L’obiettivo dichiarato è offrire un’alternativa ai tradizionali gruppi elettrogeni a combustione, proponendo sistemi privi di emissioni dirette durante l’utilizzo e caratterizzati da una rumorosità molto contenuta.

facilità di stivaggio

Cresce la domanda nel settore dei camper

Tra i comparti che stanno mostrando maggiore interesse per questa tecnologia c’è quello dei veicoli ricreazionali. I sistemi sviluppati da VOLTAB consentono di alimentare i principali servizi di bordo senza ricorrere a collegamenti esterni, sfruttando la ricarica tramite alternatore o pannelli fotovoltaici.

Il mercato italiano rappresenta un contesto favorevole. Secondo i dati APC, nel 2025 le immatricolazioni di camper sono cresciute del 10,56%, mentre l’Italia si conferma tra i principali produttori europei del settore.

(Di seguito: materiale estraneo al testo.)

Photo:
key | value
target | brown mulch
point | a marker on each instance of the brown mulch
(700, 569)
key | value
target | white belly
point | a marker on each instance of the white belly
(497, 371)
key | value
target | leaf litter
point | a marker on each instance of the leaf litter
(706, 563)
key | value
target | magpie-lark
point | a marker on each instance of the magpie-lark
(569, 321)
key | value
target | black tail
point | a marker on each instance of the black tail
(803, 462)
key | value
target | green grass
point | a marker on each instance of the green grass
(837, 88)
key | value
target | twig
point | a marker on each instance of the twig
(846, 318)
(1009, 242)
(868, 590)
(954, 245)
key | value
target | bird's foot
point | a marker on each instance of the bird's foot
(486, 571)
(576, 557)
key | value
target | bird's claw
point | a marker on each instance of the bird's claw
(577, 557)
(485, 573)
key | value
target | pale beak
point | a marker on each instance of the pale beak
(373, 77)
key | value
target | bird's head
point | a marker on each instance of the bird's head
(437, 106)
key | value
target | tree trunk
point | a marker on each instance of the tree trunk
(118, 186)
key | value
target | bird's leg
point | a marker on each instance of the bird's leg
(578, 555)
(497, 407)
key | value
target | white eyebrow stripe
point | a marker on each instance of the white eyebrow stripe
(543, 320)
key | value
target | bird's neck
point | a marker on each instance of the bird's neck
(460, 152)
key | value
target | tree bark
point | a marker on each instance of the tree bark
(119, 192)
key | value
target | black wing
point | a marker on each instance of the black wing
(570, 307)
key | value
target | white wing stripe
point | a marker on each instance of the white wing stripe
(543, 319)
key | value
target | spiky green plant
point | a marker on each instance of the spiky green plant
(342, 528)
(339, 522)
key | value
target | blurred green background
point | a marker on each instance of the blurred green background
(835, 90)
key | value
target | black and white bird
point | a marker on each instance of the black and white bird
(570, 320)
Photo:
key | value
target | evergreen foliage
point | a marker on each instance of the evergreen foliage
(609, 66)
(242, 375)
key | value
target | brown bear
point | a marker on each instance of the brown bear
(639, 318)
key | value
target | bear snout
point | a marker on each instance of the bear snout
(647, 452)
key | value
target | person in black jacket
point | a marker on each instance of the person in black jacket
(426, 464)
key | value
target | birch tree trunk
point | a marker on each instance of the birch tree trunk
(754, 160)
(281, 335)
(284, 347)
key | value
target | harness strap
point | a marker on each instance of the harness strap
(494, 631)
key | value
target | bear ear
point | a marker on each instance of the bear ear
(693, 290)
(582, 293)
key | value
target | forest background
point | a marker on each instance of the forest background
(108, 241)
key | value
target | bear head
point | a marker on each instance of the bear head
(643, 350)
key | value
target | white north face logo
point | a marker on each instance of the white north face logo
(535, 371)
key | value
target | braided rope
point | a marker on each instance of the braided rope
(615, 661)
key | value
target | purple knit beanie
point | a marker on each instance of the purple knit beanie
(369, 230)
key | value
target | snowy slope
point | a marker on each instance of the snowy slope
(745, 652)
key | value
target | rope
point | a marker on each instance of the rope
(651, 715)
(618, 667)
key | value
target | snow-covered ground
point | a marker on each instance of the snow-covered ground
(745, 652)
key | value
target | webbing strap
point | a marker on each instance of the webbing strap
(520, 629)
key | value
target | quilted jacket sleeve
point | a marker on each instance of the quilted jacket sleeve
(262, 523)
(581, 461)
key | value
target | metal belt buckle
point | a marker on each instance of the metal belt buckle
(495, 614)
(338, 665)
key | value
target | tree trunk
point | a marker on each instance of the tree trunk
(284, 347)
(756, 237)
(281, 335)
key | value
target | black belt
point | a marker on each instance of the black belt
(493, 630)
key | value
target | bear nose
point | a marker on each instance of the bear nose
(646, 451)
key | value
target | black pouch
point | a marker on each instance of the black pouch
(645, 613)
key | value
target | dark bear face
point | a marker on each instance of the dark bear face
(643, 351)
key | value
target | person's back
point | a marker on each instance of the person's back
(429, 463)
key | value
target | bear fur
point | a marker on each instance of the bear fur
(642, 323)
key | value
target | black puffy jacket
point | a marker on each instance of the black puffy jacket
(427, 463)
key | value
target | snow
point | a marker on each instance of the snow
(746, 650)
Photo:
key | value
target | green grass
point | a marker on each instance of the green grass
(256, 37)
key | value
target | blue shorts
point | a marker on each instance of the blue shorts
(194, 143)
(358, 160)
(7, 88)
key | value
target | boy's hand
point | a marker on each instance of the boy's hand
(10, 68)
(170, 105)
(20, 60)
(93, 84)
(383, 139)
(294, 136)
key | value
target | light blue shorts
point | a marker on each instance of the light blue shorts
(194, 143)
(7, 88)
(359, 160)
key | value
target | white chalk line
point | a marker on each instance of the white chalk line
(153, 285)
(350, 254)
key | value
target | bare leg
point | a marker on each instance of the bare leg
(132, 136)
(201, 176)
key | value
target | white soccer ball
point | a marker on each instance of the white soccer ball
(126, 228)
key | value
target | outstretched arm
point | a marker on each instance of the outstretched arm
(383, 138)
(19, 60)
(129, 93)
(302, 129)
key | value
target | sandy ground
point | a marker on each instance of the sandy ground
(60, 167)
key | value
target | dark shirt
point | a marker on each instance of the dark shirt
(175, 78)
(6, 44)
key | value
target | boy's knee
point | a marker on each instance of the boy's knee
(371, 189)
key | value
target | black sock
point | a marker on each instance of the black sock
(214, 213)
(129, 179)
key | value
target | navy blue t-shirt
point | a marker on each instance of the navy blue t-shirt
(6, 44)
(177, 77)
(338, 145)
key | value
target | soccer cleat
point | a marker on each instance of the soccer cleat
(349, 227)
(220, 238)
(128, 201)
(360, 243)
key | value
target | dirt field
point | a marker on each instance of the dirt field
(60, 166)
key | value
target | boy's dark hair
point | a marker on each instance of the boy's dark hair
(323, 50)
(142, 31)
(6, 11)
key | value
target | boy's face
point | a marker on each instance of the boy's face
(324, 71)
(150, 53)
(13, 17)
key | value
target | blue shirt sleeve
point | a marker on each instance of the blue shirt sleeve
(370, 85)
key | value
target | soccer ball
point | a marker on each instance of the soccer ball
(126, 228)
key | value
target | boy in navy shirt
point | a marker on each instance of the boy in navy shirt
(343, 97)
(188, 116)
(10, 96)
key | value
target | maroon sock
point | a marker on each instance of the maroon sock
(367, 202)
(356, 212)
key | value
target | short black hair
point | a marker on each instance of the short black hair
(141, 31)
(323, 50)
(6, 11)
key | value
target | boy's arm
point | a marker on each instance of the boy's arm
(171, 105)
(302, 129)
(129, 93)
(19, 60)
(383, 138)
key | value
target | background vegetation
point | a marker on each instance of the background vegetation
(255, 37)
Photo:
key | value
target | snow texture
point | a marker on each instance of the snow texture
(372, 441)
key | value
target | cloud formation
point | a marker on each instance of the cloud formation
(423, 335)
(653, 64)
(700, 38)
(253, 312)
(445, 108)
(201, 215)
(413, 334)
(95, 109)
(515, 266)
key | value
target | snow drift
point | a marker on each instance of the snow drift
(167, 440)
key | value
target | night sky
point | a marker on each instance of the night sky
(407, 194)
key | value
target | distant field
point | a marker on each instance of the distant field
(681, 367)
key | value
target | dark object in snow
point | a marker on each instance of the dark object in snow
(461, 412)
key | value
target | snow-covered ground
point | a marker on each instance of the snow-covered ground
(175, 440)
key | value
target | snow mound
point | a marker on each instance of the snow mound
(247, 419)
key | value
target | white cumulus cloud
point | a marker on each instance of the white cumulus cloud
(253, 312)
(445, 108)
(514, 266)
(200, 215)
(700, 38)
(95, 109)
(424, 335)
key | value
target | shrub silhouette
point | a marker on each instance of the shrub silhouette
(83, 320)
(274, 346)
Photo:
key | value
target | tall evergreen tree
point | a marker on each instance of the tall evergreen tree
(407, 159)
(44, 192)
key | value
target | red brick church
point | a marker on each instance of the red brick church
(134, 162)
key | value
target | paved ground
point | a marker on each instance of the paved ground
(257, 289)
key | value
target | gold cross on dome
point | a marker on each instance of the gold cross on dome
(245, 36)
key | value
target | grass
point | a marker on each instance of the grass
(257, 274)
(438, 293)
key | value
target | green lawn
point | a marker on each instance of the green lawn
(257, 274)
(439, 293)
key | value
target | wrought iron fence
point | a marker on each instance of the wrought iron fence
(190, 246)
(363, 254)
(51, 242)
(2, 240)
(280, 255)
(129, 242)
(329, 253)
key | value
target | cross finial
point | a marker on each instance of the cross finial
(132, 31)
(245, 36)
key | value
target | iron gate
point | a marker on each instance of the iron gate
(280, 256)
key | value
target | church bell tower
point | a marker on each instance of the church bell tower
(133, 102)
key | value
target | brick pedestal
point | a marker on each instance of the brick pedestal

Applicazioni anche in edilizia, eventi e produzioni audiovisive

Oltre al comparto dei camper, i generatori a batteria trovano spazio anche nei cantieri, nelle produzioni cinematografiche e musicali, negli eventi temporanei e in alcune applicazioni della nautica e del commercio itinerante. In questi contesti l’assenza di rumore e la possibilità di evitare l’impiego di generatori a combustione rappresentano elementi sempre più richiesti.

Produzione a Torino e obiettivo Europa

L’azienda produce i propri sistemi a Torino, dove ha sede anche il centro di ricerca sviluppato insieme al Politecnico di Torino. Parte delle batterie utilizzate proviene dal settore automotive attraverso programmi di riutilizzo delle cosiddette “second life battery”.

La nuova gamma comprende modelli fino a 11 kW di potenza e 22 kWh di capacità. Nel primo semestre del 2026 sono state prodotte oltre 300 unità e la società prevede ora di rafforzare la presenza nei mercati europei attraverso nuovi accordi di distribuzione.